Q: When and how should organizations adopt AI clinically?

A: We had an interesting experience with an intracerebral brain hemorrhage (ICH) product last year. We deployed the application within two different organizations, and they had polar opposite experiences. One loved it, the other wanted it removed immediately. Up until that point, I’d been laboring under the assumption that we would find a ‘best-in-class’ application, but that turns out to be absolutely wrong.

The patient demographics, modalities, and business environment differences between these two organizations meant that they needed very different solutions. And crucially, this can be difficult to tell in advance. That’s why we now recommend that organizations trial solutions and measure the potential benefit prior to implementation. To do this efficiently requires a platform, and often, a team to help deliver that trial.

If you go direct with a single vendor, you have all your eggs in one basket. So if the VC funding runs out for that vendor, you’re in trouble. If, however, you’ve set things up through a platform, you can manage change gracefully. For example, when MaxQ decided to end their product recently, we were able to transfer all our sites that were using that product to an alternative product with zero disruption and zero additional cost to those sites.

The AI market is in its infancy, and nobody knows which solutions are going to be best in the future. Organizations need to find a way to insulate from that reality and a platform approach is the way to address that need.

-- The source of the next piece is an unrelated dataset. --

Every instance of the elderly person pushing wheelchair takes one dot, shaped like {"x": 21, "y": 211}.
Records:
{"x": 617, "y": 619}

Q: How do you envision the impact of AI on resident training and programs and other personnel in radiology?

A: We’re already hearing from resident training programs that applicants want to know what AI is in use and how they’ll gain experience during their program. So, I think it’s going to be essential that AI in some form is in use to attract candidates. From the perspective of impact on other personnel in radiology, there is lots of potential: automatic quality improvement to assist technologists in patient positioning, intelligent automation in scheduling to optimise patient attendance and streamline modality configuration, etc.


Q: What will the AI diagnostic or AI therapeutic device company of the future look like?

A: Currently, the focus is on radiology benefits. But the real potential is downstream of radiology. We need to also focus on what benefits AI can bring to the activities of the referrer, and how it can influence the healthcare system’s economics.